3. Grosse Point Blank (1997)
Two years before Tony Soprano had his first anxiety attack, Cusack co-produced and co-wrote this black comedy about a depressed hitman (Alan Arkin is hilarious as his therapist) attending his high school reunion. The tone is mostly larky, but there are dark hints about the moral relativism of modern America, and Cusack embodies the art of deadpan cool.
2. The Grifters (1990)
Cusack definitively left teen movies behind with his performance as a cute but shifty conman in this cracking adaptation (by Donald E Westlake) of Jim Thompson’s hard-boiled 1963 novel about a trio of small-time scammers. A bleached-blond Anjelica Huston plays his mom, Annette Bening his sexy girlfriend. It’s lowlife Greek tragedy with fantastic performances and an unforgettably bleak ending.

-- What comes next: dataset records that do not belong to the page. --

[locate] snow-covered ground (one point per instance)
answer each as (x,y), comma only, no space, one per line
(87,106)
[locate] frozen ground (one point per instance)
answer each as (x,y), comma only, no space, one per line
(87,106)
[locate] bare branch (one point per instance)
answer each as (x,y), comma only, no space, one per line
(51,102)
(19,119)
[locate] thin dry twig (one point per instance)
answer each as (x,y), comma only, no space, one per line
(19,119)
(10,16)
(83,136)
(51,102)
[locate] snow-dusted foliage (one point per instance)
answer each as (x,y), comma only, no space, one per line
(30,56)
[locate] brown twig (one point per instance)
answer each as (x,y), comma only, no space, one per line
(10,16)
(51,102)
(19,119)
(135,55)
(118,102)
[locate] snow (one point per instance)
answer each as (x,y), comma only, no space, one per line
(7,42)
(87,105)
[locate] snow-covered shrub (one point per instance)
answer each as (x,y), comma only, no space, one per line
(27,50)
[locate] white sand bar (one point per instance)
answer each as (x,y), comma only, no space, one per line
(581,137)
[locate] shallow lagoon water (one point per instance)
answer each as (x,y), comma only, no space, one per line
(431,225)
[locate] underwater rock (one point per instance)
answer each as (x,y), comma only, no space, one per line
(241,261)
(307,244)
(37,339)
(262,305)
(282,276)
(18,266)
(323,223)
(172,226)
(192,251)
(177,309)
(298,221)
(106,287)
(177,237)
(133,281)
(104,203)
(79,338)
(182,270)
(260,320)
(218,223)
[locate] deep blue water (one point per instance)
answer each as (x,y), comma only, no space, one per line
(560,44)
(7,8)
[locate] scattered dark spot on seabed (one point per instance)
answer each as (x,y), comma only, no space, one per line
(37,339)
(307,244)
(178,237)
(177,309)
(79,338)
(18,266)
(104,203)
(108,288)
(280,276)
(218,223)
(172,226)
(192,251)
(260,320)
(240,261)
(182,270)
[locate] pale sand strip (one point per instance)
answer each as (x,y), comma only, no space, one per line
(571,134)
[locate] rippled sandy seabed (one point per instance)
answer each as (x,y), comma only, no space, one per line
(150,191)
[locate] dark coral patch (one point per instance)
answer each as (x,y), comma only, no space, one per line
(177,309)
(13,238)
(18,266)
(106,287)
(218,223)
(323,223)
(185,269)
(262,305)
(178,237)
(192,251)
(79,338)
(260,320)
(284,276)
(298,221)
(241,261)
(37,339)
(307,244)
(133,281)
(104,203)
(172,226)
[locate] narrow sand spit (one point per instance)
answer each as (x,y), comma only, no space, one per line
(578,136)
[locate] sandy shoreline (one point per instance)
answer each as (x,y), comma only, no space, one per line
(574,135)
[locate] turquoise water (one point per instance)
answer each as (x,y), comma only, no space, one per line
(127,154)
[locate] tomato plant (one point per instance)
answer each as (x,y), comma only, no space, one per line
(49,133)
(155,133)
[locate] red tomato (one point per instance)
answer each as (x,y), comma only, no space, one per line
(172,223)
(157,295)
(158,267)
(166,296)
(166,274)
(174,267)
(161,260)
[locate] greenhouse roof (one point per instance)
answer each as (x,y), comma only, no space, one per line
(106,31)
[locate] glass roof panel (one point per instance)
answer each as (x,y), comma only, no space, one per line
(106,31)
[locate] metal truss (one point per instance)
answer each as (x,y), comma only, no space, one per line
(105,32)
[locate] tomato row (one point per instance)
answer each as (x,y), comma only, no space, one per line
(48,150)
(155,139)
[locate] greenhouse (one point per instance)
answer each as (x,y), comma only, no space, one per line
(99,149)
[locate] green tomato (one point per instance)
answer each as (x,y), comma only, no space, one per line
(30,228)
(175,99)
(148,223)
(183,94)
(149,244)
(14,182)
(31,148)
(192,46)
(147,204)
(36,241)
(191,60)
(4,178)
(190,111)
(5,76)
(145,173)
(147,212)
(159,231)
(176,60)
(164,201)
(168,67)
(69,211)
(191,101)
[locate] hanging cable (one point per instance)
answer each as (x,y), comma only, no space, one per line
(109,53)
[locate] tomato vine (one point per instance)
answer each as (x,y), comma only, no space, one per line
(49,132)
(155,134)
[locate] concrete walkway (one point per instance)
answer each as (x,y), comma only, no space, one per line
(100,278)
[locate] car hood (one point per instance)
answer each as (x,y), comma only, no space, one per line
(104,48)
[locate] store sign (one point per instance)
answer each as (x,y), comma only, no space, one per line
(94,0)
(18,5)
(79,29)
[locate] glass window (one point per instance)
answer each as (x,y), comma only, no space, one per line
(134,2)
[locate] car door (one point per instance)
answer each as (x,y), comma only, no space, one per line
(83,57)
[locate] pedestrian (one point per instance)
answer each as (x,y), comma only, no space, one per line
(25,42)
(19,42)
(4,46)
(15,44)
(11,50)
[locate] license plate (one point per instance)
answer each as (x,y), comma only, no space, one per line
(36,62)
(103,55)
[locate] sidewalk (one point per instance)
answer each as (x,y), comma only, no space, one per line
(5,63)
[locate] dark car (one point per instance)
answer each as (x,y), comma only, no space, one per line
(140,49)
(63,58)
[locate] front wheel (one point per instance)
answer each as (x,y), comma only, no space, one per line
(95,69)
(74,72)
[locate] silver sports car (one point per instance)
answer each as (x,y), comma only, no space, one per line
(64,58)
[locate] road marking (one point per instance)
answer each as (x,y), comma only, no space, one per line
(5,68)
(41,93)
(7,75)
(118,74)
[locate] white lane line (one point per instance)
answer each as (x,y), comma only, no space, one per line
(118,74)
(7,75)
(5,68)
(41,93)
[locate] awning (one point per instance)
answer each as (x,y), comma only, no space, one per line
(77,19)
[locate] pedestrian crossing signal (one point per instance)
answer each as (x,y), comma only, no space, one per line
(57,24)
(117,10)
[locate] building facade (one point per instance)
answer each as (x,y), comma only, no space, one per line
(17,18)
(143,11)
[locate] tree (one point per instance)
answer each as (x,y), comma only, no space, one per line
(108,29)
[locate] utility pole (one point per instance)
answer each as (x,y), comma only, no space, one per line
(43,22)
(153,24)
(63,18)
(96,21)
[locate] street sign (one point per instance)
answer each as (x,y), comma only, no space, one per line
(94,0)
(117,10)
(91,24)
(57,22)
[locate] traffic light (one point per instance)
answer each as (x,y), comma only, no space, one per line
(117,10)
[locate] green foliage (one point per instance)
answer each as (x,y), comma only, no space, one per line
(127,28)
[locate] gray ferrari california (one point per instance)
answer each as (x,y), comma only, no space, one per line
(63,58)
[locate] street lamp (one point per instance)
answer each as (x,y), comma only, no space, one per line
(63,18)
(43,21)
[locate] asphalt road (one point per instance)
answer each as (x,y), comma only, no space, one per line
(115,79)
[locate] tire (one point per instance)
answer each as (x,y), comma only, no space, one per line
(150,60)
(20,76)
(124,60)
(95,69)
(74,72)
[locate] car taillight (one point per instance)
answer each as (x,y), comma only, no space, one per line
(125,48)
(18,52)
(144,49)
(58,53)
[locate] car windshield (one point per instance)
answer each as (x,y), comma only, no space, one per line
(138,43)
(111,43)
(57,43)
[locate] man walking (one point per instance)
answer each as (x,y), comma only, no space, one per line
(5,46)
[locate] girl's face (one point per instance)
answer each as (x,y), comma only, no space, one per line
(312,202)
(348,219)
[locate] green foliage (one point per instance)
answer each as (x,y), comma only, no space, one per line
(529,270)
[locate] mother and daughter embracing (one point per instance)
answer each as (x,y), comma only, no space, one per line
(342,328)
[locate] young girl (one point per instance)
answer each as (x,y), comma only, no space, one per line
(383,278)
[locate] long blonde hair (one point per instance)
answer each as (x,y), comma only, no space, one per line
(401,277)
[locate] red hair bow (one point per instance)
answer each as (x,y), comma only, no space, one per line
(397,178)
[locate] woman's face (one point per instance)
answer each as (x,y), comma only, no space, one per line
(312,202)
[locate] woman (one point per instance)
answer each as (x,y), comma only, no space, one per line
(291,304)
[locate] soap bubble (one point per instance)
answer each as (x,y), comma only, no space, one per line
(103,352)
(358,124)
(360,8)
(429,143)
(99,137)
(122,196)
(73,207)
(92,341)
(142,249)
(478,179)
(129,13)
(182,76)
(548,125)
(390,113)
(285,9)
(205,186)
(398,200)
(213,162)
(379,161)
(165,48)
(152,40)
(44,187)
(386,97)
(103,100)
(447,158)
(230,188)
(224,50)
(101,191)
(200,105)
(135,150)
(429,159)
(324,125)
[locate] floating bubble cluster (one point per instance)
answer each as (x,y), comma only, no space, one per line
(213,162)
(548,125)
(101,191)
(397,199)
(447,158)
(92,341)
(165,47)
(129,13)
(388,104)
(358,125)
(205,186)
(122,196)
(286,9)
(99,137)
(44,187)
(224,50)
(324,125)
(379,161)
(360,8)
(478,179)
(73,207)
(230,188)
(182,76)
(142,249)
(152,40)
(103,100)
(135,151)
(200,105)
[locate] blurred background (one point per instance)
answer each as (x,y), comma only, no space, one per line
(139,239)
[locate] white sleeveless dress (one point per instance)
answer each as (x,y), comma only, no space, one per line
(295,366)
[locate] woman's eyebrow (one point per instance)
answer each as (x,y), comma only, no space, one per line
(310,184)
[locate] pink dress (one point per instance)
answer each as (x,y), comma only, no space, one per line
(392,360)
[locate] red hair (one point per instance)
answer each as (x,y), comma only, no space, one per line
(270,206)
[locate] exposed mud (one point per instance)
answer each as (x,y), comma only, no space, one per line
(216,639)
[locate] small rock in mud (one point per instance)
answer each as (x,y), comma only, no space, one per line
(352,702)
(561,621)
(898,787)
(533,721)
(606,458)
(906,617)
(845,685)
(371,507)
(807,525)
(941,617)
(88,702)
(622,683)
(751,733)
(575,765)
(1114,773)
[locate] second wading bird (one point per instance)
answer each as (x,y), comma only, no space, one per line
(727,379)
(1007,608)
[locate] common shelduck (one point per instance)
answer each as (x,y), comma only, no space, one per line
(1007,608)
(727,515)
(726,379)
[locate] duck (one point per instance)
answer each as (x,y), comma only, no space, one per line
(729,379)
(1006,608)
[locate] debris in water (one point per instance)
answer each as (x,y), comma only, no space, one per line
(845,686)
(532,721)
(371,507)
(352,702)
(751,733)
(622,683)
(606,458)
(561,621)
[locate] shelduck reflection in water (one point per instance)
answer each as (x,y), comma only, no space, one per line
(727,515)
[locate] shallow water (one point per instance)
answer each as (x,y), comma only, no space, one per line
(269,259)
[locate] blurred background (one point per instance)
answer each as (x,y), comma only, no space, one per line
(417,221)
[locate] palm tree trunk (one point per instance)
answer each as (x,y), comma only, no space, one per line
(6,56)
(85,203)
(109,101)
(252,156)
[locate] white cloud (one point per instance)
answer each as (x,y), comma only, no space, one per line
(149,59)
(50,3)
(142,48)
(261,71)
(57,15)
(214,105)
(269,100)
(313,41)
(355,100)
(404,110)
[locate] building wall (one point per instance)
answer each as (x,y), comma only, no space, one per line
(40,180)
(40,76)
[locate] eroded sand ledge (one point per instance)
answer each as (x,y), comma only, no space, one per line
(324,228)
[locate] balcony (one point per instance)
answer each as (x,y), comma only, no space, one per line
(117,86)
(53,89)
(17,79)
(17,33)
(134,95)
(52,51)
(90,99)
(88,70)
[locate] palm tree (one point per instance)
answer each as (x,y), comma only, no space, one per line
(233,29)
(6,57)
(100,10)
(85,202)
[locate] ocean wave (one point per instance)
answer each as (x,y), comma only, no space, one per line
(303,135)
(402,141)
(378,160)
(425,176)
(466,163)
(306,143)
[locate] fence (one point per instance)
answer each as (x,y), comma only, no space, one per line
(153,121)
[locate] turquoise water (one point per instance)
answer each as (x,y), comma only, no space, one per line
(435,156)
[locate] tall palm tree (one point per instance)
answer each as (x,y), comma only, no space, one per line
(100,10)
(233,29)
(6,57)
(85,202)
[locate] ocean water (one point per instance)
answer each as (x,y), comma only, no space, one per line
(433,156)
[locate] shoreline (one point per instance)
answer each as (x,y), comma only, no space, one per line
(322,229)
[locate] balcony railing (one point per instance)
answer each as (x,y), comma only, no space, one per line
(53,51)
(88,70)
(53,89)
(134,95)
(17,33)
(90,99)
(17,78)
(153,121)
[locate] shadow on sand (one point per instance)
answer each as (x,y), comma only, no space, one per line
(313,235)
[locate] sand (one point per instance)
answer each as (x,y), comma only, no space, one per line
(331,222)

1. Being John Malkovich (1999)
Cusack asked his agent for the “craziest, most unproduceable script you can find”, and the result was Spike Jonze’s feature-directing debut. Cusack, with the saddest hair imaginable, has a ball exploring his dark side as a peevish street puppeteer who discovers a secret portal into the mind of the actor John Malkovich. That’s just the start of Charlie Kaufman’s endlessly inventive scenario that stirs questions of identity, sexuality and control into a surreal cocktail, enhanced by a matter-of-fact mise en scène that avoids swishy special effects.